The remark upset Sergeyenko, whose father had brought the gramophone and the record in the first place. But he knows Papa and his ways.
‘Your father is something of a Luddite, I fear,’ he said, scratching his beard.
Mama, bless her, immediately took Papa’s recording off the gramophone and put on a Glinka duet – also a gift from Sergeyenko. This brought Papa back into the room, smiling. He sat back in his chair, putting his hands on his knees and shutting his eyes. When the duet was finished, Mama put on another of the records we had been given: Ballinstin’s version of the serenade from
Don Giovanni
. Papa produced a wide smile that showed his pink, wet gums. ‘This is very nice,’ he said, patting his legs with both hands. ‘Very nice.’ Sergeyenko glowed.

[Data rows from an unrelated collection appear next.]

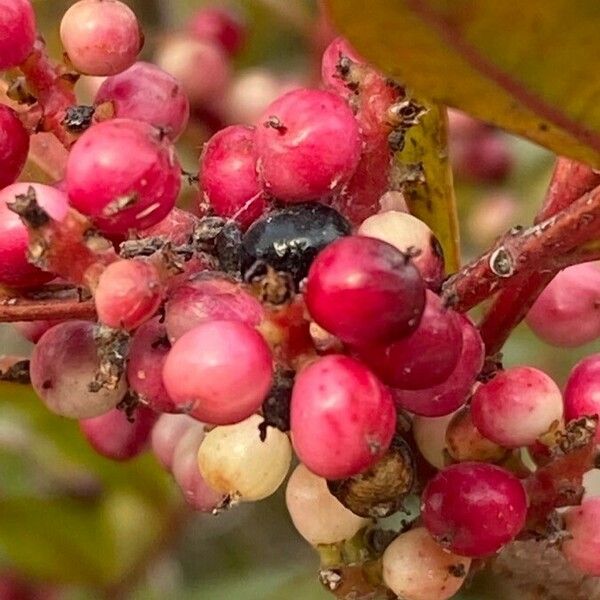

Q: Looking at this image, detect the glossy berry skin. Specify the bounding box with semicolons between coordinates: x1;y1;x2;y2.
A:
0;103;29;189
200;125;265;229
359;290;462;390
188;6;247;54
241;202;351;284
60;0;144;75
562;497;600;577
256;88;362;202
421;462;527;558
165;272;264;342
291;354;396;479
94;260;162;330
306;236;425;347
79;406;157;460
163;321;273;425
527;262;600;348
0;183;69;287
393;315;485;417
0;0;35;69
565;353;600;442
94;61;190;140
471;367;563;448
66;119;181;235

An hour later we gathered for tea. Mama had invited Bulgakov to stay. He seemed to gape at everyone and blew his nose repeatedly on a dirty handkerchief. I can hardly stand him and cannot imagine what Chertkov saw in him. Papa’s last secretary, Gusev, was ever so much better, a sincere man who understood Papa’s ideas better than Papa does himself. Even Chertkov said so.
Andrey, like Mama a lover of discord, rambled on about patriotism, soon turning to the superiority of western Europe over Russia and questioning the proper relation of landowners to the muzhiks. Tanya’s husband, Sukhotin, grew excited and began to lecture about the price of land. When he finished his little address, Sergeyenko added that the Russian peasant has grown increasingly furious with landowners in the past decade, and rightly so. They deserve better treatment, he said, punctuating the air with a finger.